Do men ever break up with women they are developing feelings for because they fear rejection?

If a guy fears rejection, could that cause him to break things off with a woman he is possibly falling in love with? Perhaps allowing a relationship to deepen sets him up for the possibility of rejection?

I know most people don't like rejection. I'm talking about men who seriously FEAR rejection due to past issues such as a painful break up or childhood emotional trauma.

Maybe getting close to a woman brings about a certain level of vulnerability, and if things don't work out, he will face the intolerable pain of rejection. Perhaps this pain connects directly to the rejection he experienced in the past. Perhaps he has not worked on releasing it and is hypersensitive to being abandoned and rejected.

What reasons do these men give when they break up with the woman? I dated a guy who told ME he cared for me, and right afterwards I told HIM I cared for him. Two weeks later, he broke up with me, saying he had "no romantic feelings" for me. I know he had a painful break up and severe trauma in childhood.

Our relationship was very romantic before I told him how I felt about him, and again, he expressed his feelings to me first. So what happened to all that romance?

So, do guys really break up with someone when they fear rejection due to painful issues from the past? And what kind of reasons does a guy in this position give to the woman during the break up? I imagine he would want to avoid telling her about his emotional problems, if he is even aware of them, so perhaps a simple "I have no romantic feelings for you" is an easy way out.
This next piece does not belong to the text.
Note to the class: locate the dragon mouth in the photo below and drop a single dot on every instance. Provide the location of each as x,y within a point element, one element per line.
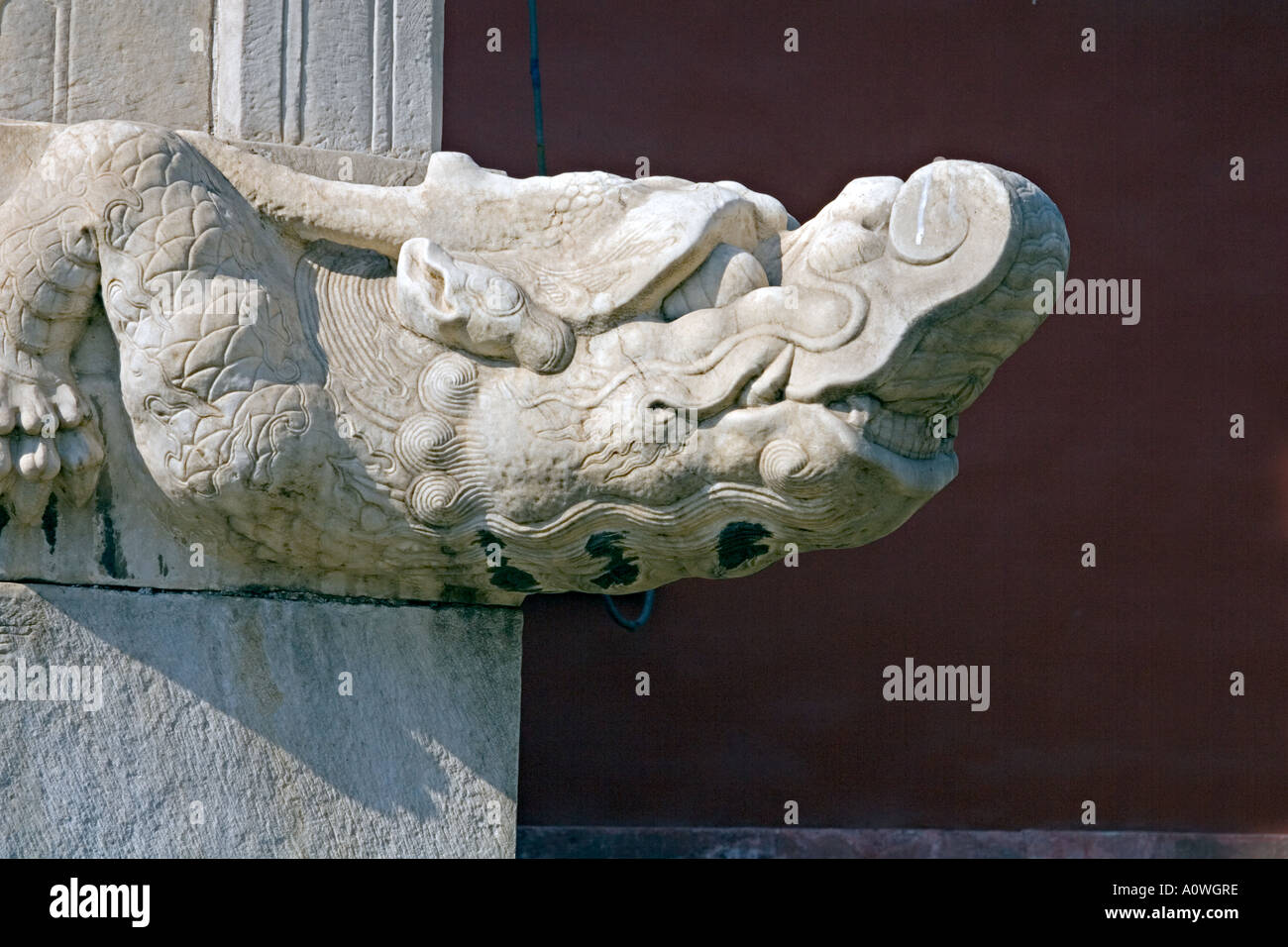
<point>909,436</point>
I feel sad for the guy I dated. I hope he works through this issues, for the sake of his own happiness.

Do any of my ideas make sense?


Most Helpful Girl

  • I think this happens a lot with people who never learnt how to deal with reality.
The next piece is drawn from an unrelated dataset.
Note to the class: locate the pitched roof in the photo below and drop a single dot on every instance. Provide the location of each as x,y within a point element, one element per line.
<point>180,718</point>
    • I forgot to mention, I do not think your ideas are at all crazy. :)

Have an opinion?

What Guys Said 1

  • Never known men to do it... but women do it a lot.. too much


What Girls Said 1

  • It makes sense to me, though I don't have any first hand experience.
    I don't think guys and girls are all that different, if woman do it I'm sure guys do too.

    Did you try asking him some deep questions about his past? Hope he trust you enough you can dig it out? Or maybe if you assured him that you never have the intention of rejecting him and cater to that until he's brave enough to continue with the relationship? Maybe you could offer to help him work through the past?